A companheira de Sánchez é alvo de investigação por alegados casos de corrupção e tráfico de influências, suspeitando-se que angariaria fundos públicos para determinadas empresas.
O sindicato Manos Limpias, vincadamente de direita, avançou com um processo, baseando-se em várias notícias. O fundador, Míguel Bernad, diz, citado pela RTVE, que se as informações «são certas, entendemos que a causa judicial deve prosseguir». A bola está agora do lado do juiz.
As manifestações de apoio
Poucas horas após o comunicado, os apoiantes de Sánchez saíram à rua para demonstrar a sua solidariedade para com o primeiro-ministro. Numa emotiva manifestação na Rua Ferraz – sede do Partido Socialista Obreiro Espanhol –, apareceu junto ao povo, de forma galvanizada e comovente, María Jesus Montero – ministra das Finanças e da Função Pública. Mas tem sido outro membro do Governo, Óscar Puente, a demonstrar mais admiração pelo líder socialista.
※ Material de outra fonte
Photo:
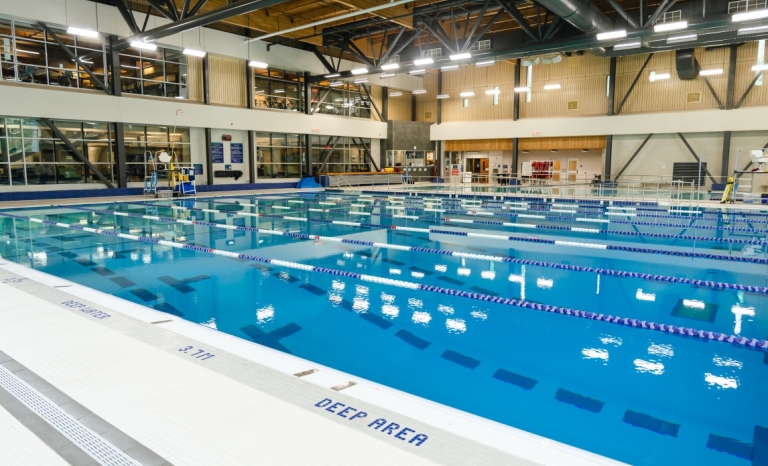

O ministro dos Transportes e da Mobilidade Sustentável afirmou que «Pedro Sánchez ‘es el puto amo’ porque o respeitam». Segundo Puente, o líder do Governo tem também outra qualidade que vale a pena realçar: «fala inglês».
Ainda assim, e apesar das atitudes amigáveis dos colegas de Governo, Sánchez parece estar a perder cada vez mais o respaldo popular, algo verificável pelas contínuas manifestações após a formação do segundo Governo Frankenstein e consequente anúncio da lei da amnistia, que mobilizaram milhões por todo o país. Também as suas aparições públicas, inclusive a mais recente, não suportam os elogios de Óscar Puente.
O assédio
Sánchez acusa a oposição de «assédio» por ter pedido esclarecimentos sobre a atividade da sua esposa. Não deixa de ser surpreendente, já que os ataques à vida pessoal de Isabel Ayuso e do seu círculo próximo têm sido uma das principais estratégias do PSOE.
A presidente da região madrilena já viu investigações, por vezes realizadas através do aparelho estatal, aos pais – mesmo tendo já o pai falecido –, ao irmão, ao companheiro e até ao ex-namorado. Na terça-feira, Ayuso dirigiu-se à assembleia de Madrid: «Retorceram o meu passado, o meu presente e o meu entorno familiar. […] O PSOE não sabe sair da lama porque vive nela». Ainda assim, a popular não necessitou de refletir acerca da sua continuidade.
A propósito deste caso, é de relembrar uma declaração do jornalista espanhol Mikel Iturriaga, que afirmou, na altura em que Ayuso se sentiu vítima de perseguição por parte do Governo, que a presidente da Comunidade madrilenha seguia uma estratégia trumpista: «1.º de Trumpismo: fazer crer aos teus seguidores que qualquer processo judicial contra ti ou contra o teu círculo é parte de uma conspiração dos teus adversários». Perante a situação atual de Sánchez, Iturriaga optou pelo silêncio.
Guerra à imprensa
Na primeira entrevista após a decisão de continuar, dada à RTVE, o presidente do Governo de Espanha anunciou a renovação do Conselho Geral do Poder Judicial e propôs-se a lutar contra a «desinformação» da imprensa.
No editorial do El Mundo – um dos jornais espanhóis de referência – de segunda-feira, lê-se: «O nosso sistema demorará a recuperar da erosão política, jornalística e social que Pedro Sánchez provocou com o impulso sentimental que lançou em Espanha».
O líder socialista, que acusou alguns jornais e a oposição de mentir, usou ele próprio a mentira para realizar tal declaração, afirmando que Feijóo queria que Begoña Gómez deixasse de trabalhar e se mantivesse em casa. O líder do PP não referiu isso em momento algum, apenas pretendia uma investigação.
E o primeiro caso que fez soar os alarmes da imprensa espanhola independente foi o de Bieito Rubido, diretor do jornal online El Debate. Rubido previu que todo este imbróglio poderá acabar de forma «trágica», e a conta oficial do PSOE no X rapidamente exigiu um pedido de desculpas por parte do jornalista. Um jornalista que cometeu o delito de expressar a sua opinião e prognóstico.
O diretor do jornal já reagiu, e foi ao ataque: «O objetivo de Sánchez é calar a boca dos jornalistas. […] Não quer que lhe digam nada e até distorce as palavras».
O futuro de Espanha é incerto, mas parece indubitável que o legado de Pedro Sánchez deixará marcas profundas na sociedade e na política espanholas.